Can he deliver? We certainly hope so, and I certainly hope that like my bus driver, Obama’s administration will provide us with ample transparency and a restoration of real checks and balances – real access to democracy and accountability. Every driver goes over the speed limit and all leaders err – but let’s hope that this ride delivers us to our next destination in peace and with continued hope and determination.  A lot of us are sitting on this bus, counting on him. In Israel, Gaza, Iraq, Guantamo Bay and Washington DC – many, like the Hebrew slaves, are too short of breath to listen, but will hopefully be persuaded to listen, and to experience that great deliverance of real change for the better – even at a price.

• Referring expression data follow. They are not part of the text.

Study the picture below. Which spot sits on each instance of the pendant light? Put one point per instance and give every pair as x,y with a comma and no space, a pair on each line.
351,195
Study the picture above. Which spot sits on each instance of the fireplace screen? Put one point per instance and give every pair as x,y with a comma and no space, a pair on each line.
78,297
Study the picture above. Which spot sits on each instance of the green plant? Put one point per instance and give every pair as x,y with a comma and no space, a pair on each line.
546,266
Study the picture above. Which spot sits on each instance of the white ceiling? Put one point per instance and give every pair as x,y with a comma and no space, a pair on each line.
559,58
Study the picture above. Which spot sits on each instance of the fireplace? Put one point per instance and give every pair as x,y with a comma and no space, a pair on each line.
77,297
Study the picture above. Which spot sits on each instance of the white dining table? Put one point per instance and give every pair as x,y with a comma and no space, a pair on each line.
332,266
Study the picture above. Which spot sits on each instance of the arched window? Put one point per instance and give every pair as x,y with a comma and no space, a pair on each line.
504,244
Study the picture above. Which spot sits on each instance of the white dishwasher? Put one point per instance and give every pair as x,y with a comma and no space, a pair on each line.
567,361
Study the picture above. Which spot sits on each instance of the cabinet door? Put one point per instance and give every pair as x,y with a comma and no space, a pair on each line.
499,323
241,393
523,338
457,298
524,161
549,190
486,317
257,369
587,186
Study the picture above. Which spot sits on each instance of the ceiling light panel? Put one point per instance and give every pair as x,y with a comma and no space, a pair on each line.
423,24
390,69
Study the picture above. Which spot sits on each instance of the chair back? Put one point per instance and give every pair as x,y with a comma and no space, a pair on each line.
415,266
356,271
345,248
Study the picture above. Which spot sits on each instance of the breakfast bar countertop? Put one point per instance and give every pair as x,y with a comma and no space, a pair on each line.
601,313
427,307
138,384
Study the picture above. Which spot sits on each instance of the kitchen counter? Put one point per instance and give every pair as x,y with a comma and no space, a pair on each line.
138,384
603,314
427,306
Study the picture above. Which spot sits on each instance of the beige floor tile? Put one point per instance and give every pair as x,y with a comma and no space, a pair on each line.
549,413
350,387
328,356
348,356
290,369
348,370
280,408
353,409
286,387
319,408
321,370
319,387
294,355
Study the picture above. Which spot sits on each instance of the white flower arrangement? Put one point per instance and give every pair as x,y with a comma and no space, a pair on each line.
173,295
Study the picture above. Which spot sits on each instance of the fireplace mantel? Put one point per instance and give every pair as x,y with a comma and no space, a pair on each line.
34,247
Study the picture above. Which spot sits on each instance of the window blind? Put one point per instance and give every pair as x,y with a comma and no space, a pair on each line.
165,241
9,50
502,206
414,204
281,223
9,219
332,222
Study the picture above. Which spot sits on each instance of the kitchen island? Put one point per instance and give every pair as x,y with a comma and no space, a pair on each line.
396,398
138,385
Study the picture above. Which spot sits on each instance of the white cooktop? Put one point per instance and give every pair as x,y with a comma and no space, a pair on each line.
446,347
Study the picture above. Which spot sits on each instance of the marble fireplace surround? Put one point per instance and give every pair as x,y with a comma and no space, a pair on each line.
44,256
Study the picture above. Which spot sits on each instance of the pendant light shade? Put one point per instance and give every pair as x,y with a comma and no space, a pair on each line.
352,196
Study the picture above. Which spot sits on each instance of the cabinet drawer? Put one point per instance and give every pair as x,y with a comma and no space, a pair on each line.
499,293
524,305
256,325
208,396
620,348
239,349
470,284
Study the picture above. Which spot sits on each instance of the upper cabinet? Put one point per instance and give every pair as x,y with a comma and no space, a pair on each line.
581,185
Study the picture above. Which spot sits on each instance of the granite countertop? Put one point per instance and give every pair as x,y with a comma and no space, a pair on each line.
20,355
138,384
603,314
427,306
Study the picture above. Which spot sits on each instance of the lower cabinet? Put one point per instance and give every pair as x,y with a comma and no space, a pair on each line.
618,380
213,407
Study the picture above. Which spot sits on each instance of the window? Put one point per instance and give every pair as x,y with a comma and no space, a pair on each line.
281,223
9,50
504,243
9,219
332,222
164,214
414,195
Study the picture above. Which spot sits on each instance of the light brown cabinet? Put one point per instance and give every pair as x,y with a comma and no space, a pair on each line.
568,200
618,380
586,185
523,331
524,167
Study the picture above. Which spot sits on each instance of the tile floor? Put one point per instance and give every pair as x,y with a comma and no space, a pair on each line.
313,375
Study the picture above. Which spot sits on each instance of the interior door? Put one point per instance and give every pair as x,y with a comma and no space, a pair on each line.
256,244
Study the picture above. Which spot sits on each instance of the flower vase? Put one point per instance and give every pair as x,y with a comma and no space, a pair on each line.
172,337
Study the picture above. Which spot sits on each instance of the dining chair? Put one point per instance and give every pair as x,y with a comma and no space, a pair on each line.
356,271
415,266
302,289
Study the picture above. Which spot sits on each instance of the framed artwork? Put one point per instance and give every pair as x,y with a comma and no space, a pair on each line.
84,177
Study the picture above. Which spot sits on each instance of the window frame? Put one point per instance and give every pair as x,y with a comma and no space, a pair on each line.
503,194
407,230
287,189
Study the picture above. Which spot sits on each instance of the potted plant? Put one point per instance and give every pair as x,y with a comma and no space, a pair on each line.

One more word about the Bible and the Inauguration: There sure was a lot of God-talk and bible-speak– from Warren’s “Lord’s Prayer” to the actual administering of oaths under God (yes, on a Bible – church and state, anyone?) to Aretha’s hat clearly of ‘biblical proportions’. There is much to discuss about the public square in the 21st century and the usage of religious and biblical language, but I want to linger on the biblical quote that caught my ear during the recitation of the poem written in honor of the inauguration, “Praise Song for the Day” by Elizabeth Alexander. It reminds me that what a real leader can deliver is the reminder of the possibility of trust, and of love – that ‘salvation’, ‘deliverance’ and ‘love’ are synonymous – invitations to listen deeper to what’s available to us on the road to happiness, every single day:
“Some live by ‘Love thy neighbor as thy self.’
Others by ‘first do no harm,’ or ‘take no more than you need.’
What if the mightiest word is love, love beyond marital, filial, national. Love that casts a widening pool of light. Love with no need to preempt grievance.
In today’s sharp sparkle, this winter air, anything can be made, any sentence begun.”